There's some Horatio Alger in him, and I decide, briefly, he could have my
vote in a congressional election, should the occasion present itself. What
else could you want in a writer? He offers the standard author's objection to talking
about his work -- "the text speaks for itself" -- but I decide he can give
the text some time off. "You don't necessarily go for a strict realism," I say, thinking of the deliberateness that often steers
his characters from adventure to adventure in a way I've never been steered. "Not to
say the books aren't realistic. But the characters are so clearheaded --
even when they're not clearheaded people. They always know what they're
after in a way that a 'realist' might not have his or her characters be.
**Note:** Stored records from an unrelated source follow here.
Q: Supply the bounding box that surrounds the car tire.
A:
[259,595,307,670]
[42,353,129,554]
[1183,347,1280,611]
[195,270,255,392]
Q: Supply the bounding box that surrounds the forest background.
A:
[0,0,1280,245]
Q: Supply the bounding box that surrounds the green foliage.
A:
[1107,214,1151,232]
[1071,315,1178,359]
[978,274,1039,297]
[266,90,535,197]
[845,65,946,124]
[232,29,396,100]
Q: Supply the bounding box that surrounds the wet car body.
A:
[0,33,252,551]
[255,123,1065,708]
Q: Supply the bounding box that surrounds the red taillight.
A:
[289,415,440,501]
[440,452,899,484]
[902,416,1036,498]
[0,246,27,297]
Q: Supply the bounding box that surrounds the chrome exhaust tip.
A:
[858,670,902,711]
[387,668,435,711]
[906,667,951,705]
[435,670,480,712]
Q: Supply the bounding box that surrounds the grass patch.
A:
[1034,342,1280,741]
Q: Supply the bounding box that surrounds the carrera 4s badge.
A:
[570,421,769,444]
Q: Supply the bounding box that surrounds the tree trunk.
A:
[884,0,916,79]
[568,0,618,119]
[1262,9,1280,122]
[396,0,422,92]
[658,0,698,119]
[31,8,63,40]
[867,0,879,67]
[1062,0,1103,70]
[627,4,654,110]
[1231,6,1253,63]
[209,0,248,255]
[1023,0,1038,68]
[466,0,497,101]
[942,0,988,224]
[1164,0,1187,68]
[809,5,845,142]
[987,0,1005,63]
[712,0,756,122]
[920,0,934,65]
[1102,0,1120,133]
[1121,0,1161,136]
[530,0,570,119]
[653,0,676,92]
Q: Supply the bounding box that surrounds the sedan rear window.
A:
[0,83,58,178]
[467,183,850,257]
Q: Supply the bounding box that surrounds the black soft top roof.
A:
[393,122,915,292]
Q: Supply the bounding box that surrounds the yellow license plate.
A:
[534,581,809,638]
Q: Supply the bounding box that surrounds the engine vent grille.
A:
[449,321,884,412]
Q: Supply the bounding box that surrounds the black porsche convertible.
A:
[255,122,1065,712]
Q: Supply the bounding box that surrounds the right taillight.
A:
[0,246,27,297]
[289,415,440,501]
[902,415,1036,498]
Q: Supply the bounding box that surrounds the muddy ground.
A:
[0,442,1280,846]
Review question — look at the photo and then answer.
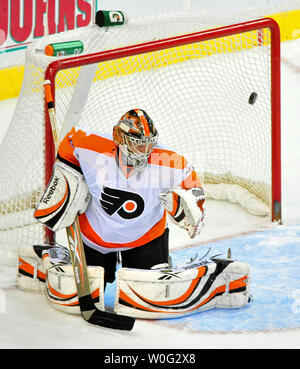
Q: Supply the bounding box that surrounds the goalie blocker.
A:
[34,162,91,232]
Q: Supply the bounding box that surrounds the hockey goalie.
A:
[19,109,250,319]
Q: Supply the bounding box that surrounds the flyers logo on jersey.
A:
[100,187,145,219]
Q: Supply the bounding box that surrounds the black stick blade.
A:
[79,295,135,331]
[82,310,135,331]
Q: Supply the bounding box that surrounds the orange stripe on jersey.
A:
[180,170,203,190]
[58,127,79,167]
[149,148,187,169]
[59,127,117,166]
[79,211,166,249]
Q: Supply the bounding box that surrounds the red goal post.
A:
[45,19,281,243]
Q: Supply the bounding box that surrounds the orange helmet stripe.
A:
[140,116,150,137]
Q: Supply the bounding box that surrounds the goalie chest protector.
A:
[59,127,197,253]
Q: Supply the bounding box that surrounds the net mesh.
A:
[0,14,271,262]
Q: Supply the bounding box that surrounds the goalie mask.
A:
[113,109,158,170]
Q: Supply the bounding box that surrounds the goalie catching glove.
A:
[159,187,205,238]
[34,162,91,232]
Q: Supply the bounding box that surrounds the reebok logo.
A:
[100,187,145,219]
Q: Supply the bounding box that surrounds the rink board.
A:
[106,225,300,332]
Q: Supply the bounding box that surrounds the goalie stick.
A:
[44,80,135,331]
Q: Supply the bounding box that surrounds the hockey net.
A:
[0,16,281,262]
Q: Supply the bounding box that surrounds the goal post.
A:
[0,16,281,258]
[45,18,281,218]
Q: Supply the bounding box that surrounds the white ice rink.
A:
[0,39,300,349]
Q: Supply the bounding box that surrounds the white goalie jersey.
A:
[54,128,206,253]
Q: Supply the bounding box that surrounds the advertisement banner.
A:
[0,0,97,53]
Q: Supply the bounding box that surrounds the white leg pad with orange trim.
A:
[17,247,104,314]
[46,264,104,314]
[115,260,250,319]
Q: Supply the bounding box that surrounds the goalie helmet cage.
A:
[0,18,281,254]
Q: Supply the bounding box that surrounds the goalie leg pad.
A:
[46,264,104,314]
[115,261,250,319]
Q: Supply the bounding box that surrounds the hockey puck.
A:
[248,92,257,105]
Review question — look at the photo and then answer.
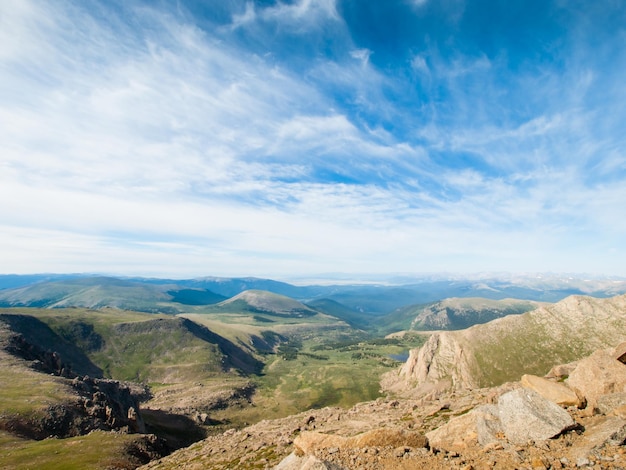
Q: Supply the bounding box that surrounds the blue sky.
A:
[0,0,626,278]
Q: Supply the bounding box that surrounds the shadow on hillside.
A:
[141,409,210,452]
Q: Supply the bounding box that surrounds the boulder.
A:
[520,374,582,407]
[613,343,626,364]
[293,431,348,455]
[294,428,428,455]
[426,405,502,451]
[546,361,578,379]
[498,388,575,445]
[274,452,343,470]
[570,416,626,459]
[345,428,428,449]
[596,392,626,415]
[565,350,626,408]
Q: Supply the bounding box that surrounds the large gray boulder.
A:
[274,452,344,470]
[520,374,582,407]
[426,405,502,451]
[498,388,575,445]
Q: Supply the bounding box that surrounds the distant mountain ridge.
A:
[385,297,541,331]
[0,274,626,318]
[383,295,626,395]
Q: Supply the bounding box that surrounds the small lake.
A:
[389,352,409,362]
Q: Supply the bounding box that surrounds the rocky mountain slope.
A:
[383,295,626,396]
[141,345,626,470]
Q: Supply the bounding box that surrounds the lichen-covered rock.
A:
[520,374,582,407]
[498,388,575,445]
[426,405,502,451]
[565,350,626,407]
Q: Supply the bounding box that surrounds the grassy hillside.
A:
[384,295,626,395]
[0,276,225,314]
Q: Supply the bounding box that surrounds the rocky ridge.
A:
[141,345,626,470]
[382,295,626,397]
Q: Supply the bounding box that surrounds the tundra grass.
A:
[0,431,146,470]
[212,335,424,424]
[0,353,72,417]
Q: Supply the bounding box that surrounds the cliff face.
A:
[381,295,626,396]
[383,332,477,395]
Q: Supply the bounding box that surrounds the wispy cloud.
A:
[0,0,626,275]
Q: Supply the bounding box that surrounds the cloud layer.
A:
[0,0,626,276]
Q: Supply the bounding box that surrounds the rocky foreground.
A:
[141,345,626,470]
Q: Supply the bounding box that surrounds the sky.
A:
[0,0,626,278]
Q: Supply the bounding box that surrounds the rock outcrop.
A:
[143,340,626,470]
[520,374,584,408]
[381,295,626,397]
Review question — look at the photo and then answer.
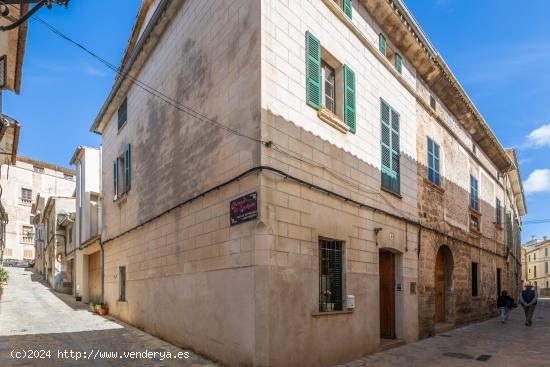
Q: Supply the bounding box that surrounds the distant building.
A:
[0,156,75,260]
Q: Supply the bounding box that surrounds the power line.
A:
[31,16,265,144]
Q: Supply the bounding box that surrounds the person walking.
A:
[497,291,514,323]
[519,284,538,326]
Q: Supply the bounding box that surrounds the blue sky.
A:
[4,0,550,239]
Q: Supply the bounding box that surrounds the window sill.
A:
[311,310,353,317]
[380,186,403,199]
[424,177,445,194]
[317,107,349,134]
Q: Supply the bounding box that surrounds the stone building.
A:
[0,156,75,260]
[523,237,550,296]
[42,196,75,293]
[71,146,102,303]
[92,0,522,366]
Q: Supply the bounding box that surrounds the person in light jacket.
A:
[519,284,538,326]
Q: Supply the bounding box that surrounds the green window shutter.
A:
[344,65,356,134]
[342,0,353,19]
[378,33,387,56]
[380,100,400,193]
[113,158,118,199]
[306,32,321,110]
[395,54,403,74]
[124,144,132,191]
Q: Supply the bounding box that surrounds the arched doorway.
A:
[435,245,453,322]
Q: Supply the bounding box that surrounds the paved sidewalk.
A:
[0,268,220,367]
[340,299,550,367]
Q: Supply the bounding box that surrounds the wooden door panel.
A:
[380,252,395,338]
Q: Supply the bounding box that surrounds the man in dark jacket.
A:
[519,284,538,326]
[497,291,514,323]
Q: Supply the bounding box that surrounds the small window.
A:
[20,188,32,206]
[428,138,441,186]
[470,176,479,211]
[378,33,388,56]
[118,97,128,130]
[23,250,34,260]
[495,198,502,226]
[395,53,403,74]
[319,239,344,312]
[118,266,126,302]
[32,166,44,173]
[472,262,479,297]
[430,96,437,111]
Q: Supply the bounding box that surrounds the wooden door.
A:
[435,250,445,322]
[380,251,395,339]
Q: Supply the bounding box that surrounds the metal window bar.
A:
[319,239,344,312]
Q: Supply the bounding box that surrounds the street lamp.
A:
[0,0,70,32]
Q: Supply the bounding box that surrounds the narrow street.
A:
[338,298,550,367]
[0,268,218,367]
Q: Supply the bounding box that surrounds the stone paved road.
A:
[0,268,220,367]
[341,299,550,367]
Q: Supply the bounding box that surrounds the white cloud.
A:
[527,124,550,148]
[523,169,550,194]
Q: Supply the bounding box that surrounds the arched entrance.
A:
[435,245,453,322]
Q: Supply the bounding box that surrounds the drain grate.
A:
[476,354,492,362]
[443,353,474,359]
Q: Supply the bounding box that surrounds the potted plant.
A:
[96,303,109,316]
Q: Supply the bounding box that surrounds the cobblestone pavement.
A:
[0,268,220,367]
[340,299,550,367]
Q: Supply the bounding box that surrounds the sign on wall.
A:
[229,192,258,226]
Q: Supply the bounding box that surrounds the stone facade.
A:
[0,157,75,260]
[92,0,532,366]
[523,237,550,296]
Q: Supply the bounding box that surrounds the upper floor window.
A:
[380,100,400,194]
[20,188,32,205]
[428,138,441,186]
[395,53,403,74]
[32,166,44,173]
[470,176,479,211]
[306,32,356,133]
[496,198,502,225]
[118,97,128,130]
[378,33,388,56]
[113,144,132,200]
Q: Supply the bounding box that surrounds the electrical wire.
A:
[27,12,265,144]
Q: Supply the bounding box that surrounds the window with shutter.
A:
[428,138,441,186]
[380,100,400,194]
[124,144,132,192]
[306,32,321,110]
[319,238,344,312]
[342,0,353,19]
[118,97,128,130]
[395,54,403,74]
[470,176,479,210]
[113,158,118,200]
[344,65,356,134]
[378,33,387,56]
They don't have moments where they're just sort of staring at the
microwave or dragging their sleeve through the coffee while they linger in
some feeling or other." "I think a lot of them are completely lost," he says, sitting a
little straighter. "But, well, I'm interested in presenting cosmologies, a
way of understanding, figuring things out through the stories. And yet
always keeping it down to the ground at the same time." Auster patiently suffers through a few more minutes of book talk. He
describes his fascination with narrators and authorial voice, an interest
he recalls having even as a child rummaging through books in his
grandfather's attic. The conversation wanders from writing into something
more casual. Still, I'm aware of something like ontological urgency in what
we say; it is understood that one ought discuss the things that matter, no
less. We talk a while longer, a good 15 minutes after I stop the tape recorder.
By the end we're joking and lounging, Auster draped gracefully over his
chair like a sheet. Eventually I pay for our Cokes and we say our good-byes. I leave with the
heady enthusiasm of someone who's just had soda with one of the world's good people. And if the couple with the laptop at the edge of the lounge somehow
implicate me in an existential conspiracy they've cooked up -- if my Coke
with Paul Auster proves the doorway to a crisis of identity, chance and
narrative -- I decide, in the true Austerian spirit, that I'm game.